Depois de tomar a rendição de Jerusalém e completar a turnê da Síria, o Califa 'Umar fez um discurso importante que definiu claramente sua compreensão de seu papel como califa. Ele afirmou:

"Absorver os ensinamentos do Alcorão e, em seguida, praticar o que o Alcorão ensina. O Alcorão não é uma teoria; é um código de prática de vida. O Alcorão não só lhes trazem a mensagem. do além, ele também pretende principalmente ser um guia para orientá-los nesta vida. Molde sua vida de acordo com os ensinamentos do Islam, pois esse é o caminho do seu bem-estar. Seguindo qualquer outra forma, você estará convidando a destruição. Temei a Allah, e tudo o que você quer buscar isso Dele . Todos os homens são iguais. não bajule aqueles que têm autoridade. Não procurem favores de outros. por tais atos você rebaixa-se. E lembre-se de que você só vai conseguir o que é determinado para você, e não pode ser dado a você qualquer coisa contra a vontade de Allah. então, por que você procura favores de outras pessoas que não tem nenhum controle real? Só suplique a Allah , pois Ele é o único Soberano. E fale a verdade. Não hesite em nos dizer o que você considera ser a verdade. Diga o que você sente. Deixe sua consciência ser seu guia. Deixe suas intenções serem boas, porque Allah está ciente de suas intenções. Nos seus atos suas intenções contam. Allah, por enquanto, me fez seu governante.

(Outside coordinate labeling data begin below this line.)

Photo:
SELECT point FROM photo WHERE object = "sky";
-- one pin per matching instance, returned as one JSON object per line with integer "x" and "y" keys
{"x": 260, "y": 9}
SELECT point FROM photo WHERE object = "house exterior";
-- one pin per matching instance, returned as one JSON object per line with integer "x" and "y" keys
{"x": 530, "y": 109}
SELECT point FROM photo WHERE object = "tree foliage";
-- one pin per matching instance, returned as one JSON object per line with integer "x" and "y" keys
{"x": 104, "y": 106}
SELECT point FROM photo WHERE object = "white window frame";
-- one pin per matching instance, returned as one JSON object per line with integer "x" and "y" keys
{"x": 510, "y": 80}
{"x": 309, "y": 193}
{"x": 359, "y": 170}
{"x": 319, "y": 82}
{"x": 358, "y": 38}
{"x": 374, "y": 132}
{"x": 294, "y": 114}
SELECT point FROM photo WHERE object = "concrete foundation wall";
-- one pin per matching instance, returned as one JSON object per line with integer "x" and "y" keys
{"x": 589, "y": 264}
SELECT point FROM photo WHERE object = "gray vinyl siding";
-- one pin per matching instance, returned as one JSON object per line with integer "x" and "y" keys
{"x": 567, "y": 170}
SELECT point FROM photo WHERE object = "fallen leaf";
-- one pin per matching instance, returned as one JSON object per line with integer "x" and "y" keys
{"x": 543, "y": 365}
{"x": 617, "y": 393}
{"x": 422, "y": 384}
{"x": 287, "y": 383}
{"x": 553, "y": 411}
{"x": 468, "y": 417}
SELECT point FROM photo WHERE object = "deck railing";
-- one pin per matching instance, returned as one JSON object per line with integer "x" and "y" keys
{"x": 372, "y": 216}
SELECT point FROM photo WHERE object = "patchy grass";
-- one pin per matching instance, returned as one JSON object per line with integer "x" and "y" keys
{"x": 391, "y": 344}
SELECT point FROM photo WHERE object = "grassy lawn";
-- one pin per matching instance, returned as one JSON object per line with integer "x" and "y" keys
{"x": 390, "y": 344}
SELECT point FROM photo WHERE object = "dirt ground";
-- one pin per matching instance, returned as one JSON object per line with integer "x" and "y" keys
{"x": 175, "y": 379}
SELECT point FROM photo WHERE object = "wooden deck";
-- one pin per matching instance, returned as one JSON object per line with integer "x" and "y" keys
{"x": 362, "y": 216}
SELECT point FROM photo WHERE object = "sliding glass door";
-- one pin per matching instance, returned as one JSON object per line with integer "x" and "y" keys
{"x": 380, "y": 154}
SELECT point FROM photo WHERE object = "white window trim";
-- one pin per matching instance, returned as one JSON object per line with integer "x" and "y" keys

Mas eu sou um de vocês - nenhum privilégio especial pertence aos governantes. Tenho algumas responsabilidades para carregar, e nisto eu procuro a sua cooperação. Governo é um dever sagrado, e é o meu esforço para não trair a confiança de qualquer forma. Para o cumprimento dessa confiança eu tenho que ser um vigia ..."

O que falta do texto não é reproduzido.